Friday night Tony, Jacky, Mike and I drove up the coast to Port Stephens, about a three hour drive. It was a dark night and we listened to soft-pop cheesy radio stations, the songs of which we all mysteriously knew the words for...

We got settled into Tony's parents' beach retreat, a pretty place with wraparound windows and balcony looking out over the water, with palm trees and a beach in front of us. The next day, Saturday, we hiked up a mountain (a small one, it took 30 minutes) and looked out over sandspits, long white beaches, the Pacific, the little islands flung along the shoreline, the colour of the water far below (an emerald green turning into royal blue as it got deeper). Then we hiked back down and went swimming in one of the 'paradise' beaches we'd seen from the summit, there were maybe 10 other people there and it was an absolutely glorious day. Tony brought out his surfboard and I strapped the tether to my ankle and then...didn't catch a wave! I played in the breakers for a bit, but the power of the water is still kind of scary. I'm getting more comfortable with it, though, and may yet be a surfing bird by the time I go.

Then we bought fish steaks and meat (for the boys) and went back to the apartment and made a fantastic dinner of blue-eyed cod, jewfish, a salad, and of course the steaks and lamb chops for the males present. Jacky had falafel, yum yum. Sunday was a pretty chilled out day, on the way home we stopped at Lemontree Passage and tried to find koalas in the wild, but I think they were too drugged up on eucalyptus and there were none to be found.

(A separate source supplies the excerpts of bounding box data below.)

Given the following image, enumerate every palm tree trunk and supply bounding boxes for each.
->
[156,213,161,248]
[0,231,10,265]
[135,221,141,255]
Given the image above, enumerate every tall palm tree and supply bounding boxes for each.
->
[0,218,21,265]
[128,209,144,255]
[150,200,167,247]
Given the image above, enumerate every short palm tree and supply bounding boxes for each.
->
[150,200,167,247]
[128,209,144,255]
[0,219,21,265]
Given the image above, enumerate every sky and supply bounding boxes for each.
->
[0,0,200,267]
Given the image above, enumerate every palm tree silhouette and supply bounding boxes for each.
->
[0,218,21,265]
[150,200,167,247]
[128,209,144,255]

Then there was dinner at Yadira's new apartment in Petersham, complete with an impromptu four-person dance party that got the neighbours complaining, and then we went to Newtown briefly to go to Frigid, an electronica night at the Newtown RSL. I had plum wine and hobnobbed with the boys and girls, but we came home early as it was raining hard out and we were tired.

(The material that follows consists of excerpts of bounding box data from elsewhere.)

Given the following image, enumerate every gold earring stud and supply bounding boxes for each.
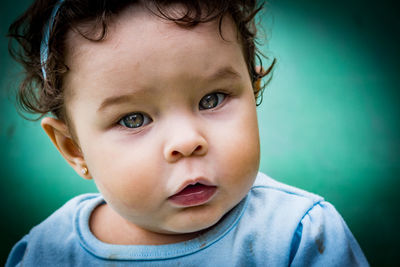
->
[81,167,89,175]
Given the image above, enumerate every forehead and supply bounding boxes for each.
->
[64,5,246,98]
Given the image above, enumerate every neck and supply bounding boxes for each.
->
[89,204,200,245]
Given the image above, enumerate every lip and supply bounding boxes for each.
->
[168,179,217,207]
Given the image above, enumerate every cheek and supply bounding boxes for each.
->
[214,99,260,186]
[81,139,162,209]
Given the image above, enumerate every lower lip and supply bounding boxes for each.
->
[168,185,217,207]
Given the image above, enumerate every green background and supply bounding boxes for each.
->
[0,0,400,266]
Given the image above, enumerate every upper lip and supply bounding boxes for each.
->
[170,177,216,197]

Monday begins a new week, Blackalicious is playing and I'm going to get some things sorted, yo. Where am I off to next? What interests me now? What sights are there to see? The answers to these are important but could be a lot of things, really. It's easy to stress yourself out wanting a journey to go perfectly, but what I don't think about sometimes is that a journey is really an uncontrollable thing. Each step you take into something unknown is a little more control you're giving up. That's where life happens.